Entre los hornos y la valla, las plantas trepadoras y la hier­ba crecían sobre montones de cajas de embalaje y oxidados armazones de metal, que parecían las piezas dispersas de un rompecabezas. Los grandes fuegos ardían en silencio en sus hornos de cerámica, pero el calor de las cubas se proyectaba a toda la zona. Tallon examinó varios de los montones cubiertos de vegetación antes de encontrar un agujero lo bastante gran­de como para ocultarse. Se deslizó trabajosamente en el pol­voriento orifico y volvió a colocar una pantalla de hierba sobre la entrada.

Palpando a su alrededor, descubrió que podía tenderse todo lo largo que era en el limitado espacio. Extendió su brazo y compro­bó que había un túnel que conducía hacia el centro de la cuba, con el techo y las paredes levantados con materiales de dese­cho. Tallon se deslizó un poco más adentro, hasta que el es­fuerzo resultó excesivo. Entonces se desprendió del paquete, apoyó su cabeza encima de él, desconectó el juego de ojos y dejó que todo el hediondo universo se alejara de él.

—Hermano —dijo una voz en la impenetrable oscuridad—, no te has presentado a ti mismo.

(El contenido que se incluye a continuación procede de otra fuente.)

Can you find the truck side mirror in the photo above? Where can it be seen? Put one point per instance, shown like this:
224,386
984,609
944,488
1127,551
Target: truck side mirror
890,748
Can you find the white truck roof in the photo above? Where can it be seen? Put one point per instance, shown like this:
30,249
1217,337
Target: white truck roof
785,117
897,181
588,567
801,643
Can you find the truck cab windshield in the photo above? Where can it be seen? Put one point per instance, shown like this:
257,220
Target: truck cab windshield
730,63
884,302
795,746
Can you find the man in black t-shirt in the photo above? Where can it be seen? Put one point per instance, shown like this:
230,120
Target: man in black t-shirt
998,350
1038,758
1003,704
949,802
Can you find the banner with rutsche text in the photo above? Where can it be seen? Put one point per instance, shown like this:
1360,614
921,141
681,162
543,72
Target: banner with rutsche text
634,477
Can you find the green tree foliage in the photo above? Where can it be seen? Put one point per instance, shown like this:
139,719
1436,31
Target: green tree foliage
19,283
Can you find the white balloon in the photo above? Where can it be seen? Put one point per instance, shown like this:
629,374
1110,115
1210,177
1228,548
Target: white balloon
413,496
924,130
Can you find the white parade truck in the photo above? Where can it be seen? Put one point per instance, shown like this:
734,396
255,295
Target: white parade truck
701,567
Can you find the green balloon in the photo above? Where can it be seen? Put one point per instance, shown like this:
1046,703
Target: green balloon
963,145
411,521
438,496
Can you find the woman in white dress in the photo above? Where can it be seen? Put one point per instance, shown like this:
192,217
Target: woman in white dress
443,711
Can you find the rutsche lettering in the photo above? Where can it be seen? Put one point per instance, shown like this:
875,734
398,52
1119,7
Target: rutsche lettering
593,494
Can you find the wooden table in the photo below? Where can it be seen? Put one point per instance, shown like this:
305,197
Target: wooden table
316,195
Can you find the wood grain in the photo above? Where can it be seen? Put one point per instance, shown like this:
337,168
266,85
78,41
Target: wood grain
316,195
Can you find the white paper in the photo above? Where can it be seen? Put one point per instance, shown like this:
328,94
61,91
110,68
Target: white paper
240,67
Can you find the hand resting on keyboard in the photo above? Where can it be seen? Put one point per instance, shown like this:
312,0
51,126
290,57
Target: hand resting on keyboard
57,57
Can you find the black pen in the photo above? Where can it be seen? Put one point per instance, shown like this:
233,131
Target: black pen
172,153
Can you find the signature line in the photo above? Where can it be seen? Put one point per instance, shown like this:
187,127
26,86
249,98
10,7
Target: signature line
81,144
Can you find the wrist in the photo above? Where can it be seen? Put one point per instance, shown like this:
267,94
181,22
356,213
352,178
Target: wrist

Eran cuatro: Ike, Lefty, Phil y Denver.

La gran atracción, explicó Ike, era el calor. En toda socie­dad humana había unos cuantos que no estaban equipados para aprobar la asignatura, que carecían de la voluntad y de la fuerza necesarias para trabajar. De modo que vivían de las mi­gajas que caían de las mesas de los hombres ricos. Siempre se encuentran algunos de ellos en aquellos escasos lugares en los que una o más de las necesidades de la vida pueden ser satis­fechas tendiendo una mano y simplemente esperando. Aquí caían migajas de calor, que en una larga noche de invierno podían significar la diferencia entre dormir y morir.